Sementara, apabila bepergian dilakukan setelah terbitnya fajar, hukum asalnya adalah dilarang. Sebab, setelah terbit fajar, seseorang sudah terikat kewajiban Jumat. Dalam sebuah hadis Rasulullah SAW bersabda (yang maknanya): ”Barangsiapa bepergian pada hari Jumat, malaikat mendoakan buruk kepadanya agar tidak mendapatkan teman di perjalanan” (HR adDaruquthni).

Namun, larangan tersebut bisa hilang apabila terdapat salah satu di antara dua hal berikut:

1. Ada dugaan kuat bahwa dia dapat melaksanakan ibadah Jumat dalam perjalanan atau di tempat tujuan.
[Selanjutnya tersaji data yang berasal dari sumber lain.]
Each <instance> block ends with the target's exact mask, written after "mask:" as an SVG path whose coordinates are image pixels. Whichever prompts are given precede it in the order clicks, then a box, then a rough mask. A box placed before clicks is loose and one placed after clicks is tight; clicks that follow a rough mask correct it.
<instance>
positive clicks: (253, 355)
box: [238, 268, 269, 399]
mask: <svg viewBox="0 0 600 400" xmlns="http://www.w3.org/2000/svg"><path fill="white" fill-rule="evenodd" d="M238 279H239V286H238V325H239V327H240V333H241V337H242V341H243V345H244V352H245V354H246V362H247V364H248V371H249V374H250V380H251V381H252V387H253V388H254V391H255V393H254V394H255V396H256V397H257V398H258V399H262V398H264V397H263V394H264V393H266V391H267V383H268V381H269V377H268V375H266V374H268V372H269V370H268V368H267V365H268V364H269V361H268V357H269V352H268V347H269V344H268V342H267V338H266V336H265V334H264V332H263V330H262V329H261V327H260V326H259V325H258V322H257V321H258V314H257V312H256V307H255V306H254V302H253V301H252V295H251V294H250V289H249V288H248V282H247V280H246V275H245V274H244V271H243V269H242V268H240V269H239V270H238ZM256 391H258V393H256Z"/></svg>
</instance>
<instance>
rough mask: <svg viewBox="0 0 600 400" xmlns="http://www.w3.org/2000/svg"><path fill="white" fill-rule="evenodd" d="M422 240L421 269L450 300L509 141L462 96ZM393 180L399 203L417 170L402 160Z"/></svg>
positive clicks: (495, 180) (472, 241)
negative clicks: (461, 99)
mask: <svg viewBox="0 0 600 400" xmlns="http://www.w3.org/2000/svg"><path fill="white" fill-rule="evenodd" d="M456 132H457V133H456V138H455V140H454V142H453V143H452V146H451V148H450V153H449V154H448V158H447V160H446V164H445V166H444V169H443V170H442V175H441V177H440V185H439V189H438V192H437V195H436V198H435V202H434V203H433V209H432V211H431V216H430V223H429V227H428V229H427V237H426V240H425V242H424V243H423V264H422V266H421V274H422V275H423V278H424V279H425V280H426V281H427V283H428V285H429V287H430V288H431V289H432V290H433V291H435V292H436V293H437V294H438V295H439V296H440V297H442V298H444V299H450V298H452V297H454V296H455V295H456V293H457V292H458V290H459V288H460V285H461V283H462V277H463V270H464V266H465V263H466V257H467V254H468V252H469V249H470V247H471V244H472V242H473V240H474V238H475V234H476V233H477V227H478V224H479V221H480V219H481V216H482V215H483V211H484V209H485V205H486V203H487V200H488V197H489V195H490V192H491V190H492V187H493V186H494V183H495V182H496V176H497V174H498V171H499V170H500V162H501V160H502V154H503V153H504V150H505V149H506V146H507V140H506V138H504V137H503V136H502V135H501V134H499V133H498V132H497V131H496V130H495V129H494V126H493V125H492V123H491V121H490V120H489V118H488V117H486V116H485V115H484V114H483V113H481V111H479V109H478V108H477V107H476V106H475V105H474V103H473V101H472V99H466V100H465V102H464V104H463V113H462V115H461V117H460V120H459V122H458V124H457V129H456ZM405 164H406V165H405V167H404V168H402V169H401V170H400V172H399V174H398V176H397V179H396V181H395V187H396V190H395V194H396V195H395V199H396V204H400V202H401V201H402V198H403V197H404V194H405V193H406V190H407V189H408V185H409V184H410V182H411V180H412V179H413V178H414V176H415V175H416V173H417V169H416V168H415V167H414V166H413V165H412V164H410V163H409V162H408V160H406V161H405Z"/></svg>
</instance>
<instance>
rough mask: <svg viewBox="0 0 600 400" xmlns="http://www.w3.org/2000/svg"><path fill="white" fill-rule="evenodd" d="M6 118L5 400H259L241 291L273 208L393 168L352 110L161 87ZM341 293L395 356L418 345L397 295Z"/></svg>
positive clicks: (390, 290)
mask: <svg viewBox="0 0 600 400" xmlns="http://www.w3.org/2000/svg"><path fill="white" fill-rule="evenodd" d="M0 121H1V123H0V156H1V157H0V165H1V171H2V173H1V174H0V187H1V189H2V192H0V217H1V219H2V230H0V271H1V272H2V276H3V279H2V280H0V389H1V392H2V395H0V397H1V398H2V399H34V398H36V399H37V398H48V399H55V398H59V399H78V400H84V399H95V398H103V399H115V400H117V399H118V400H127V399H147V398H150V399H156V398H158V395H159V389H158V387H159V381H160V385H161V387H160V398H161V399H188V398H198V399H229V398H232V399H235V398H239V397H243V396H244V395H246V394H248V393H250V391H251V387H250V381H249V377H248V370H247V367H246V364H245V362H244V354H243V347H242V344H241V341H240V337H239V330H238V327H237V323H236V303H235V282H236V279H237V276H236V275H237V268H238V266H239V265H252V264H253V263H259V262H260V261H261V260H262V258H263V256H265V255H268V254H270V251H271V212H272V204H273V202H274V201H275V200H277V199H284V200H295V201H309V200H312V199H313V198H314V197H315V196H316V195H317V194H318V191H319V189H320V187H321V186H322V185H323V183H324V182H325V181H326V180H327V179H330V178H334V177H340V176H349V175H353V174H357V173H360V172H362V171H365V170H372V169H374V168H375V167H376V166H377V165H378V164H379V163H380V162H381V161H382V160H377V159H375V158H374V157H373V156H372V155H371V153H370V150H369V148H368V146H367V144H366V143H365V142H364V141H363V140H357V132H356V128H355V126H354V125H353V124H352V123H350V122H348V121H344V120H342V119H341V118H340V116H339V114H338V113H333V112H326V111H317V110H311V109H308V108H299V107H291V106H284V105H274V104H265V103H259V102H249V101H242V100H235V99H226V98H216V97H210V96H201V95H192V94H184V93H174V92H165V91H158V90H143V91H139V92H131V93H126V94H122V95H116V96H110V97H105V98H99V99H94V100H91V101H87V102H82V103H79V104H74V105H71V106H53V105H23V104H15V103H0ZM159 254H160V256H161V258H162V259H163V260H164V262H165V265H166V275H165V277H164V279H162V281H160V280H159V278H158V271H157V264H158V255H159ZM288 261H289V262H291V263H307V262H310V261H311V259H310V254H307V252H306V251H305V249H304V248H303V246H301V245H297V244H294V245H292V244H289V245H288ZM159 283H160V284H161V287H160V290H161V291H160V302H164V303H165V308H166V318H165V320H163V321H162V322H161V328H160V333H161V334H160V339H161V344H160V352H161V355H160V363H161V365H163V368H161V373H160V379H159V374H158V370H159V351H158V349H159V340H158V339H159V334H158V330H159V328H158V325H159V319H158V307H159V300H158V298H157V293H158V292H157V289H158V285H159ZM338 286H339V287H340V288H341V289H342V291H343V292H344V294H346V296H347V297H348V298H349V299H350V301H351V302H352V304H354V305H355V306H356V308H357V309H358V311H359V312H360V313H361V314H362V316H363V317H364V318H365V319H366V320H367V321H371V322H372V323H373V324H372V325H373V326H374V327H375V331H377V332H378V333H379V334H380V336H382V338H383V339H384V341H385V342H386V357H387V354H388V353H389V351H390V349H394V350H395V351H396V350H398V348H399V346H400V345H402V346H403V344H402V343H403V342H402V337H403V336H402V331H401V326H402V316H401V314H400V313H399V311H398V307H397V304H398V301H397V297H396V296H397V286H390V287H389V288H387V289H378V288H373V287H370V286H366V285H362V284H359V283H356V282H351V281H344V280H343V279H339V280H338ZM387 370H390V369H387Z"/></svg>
2. Terdapat mudarat (bahaya) bila tidak bepergian setelah subuhnya hari Jumat, seperti tertinggal dari rombongan.

Syekh Zainuddin al-Malibari dalam Fathul Mu’in mengatakan: ”Haram bagi orang yang berkewajiban Jumat, melakukan safar setelah terbitnya fajar hari Jumat yang menyebabkan ia meninggalkan Jumat, …kecuali ia khawatir tertimpa mudarat bila tidak bepergian seperti tertinggal dari rombongan, maka tidak haram dalam kondisi tersebut, bahkan meski dilakukan setelah masuk waktu zuhur selama bukan bepergian maksiat”.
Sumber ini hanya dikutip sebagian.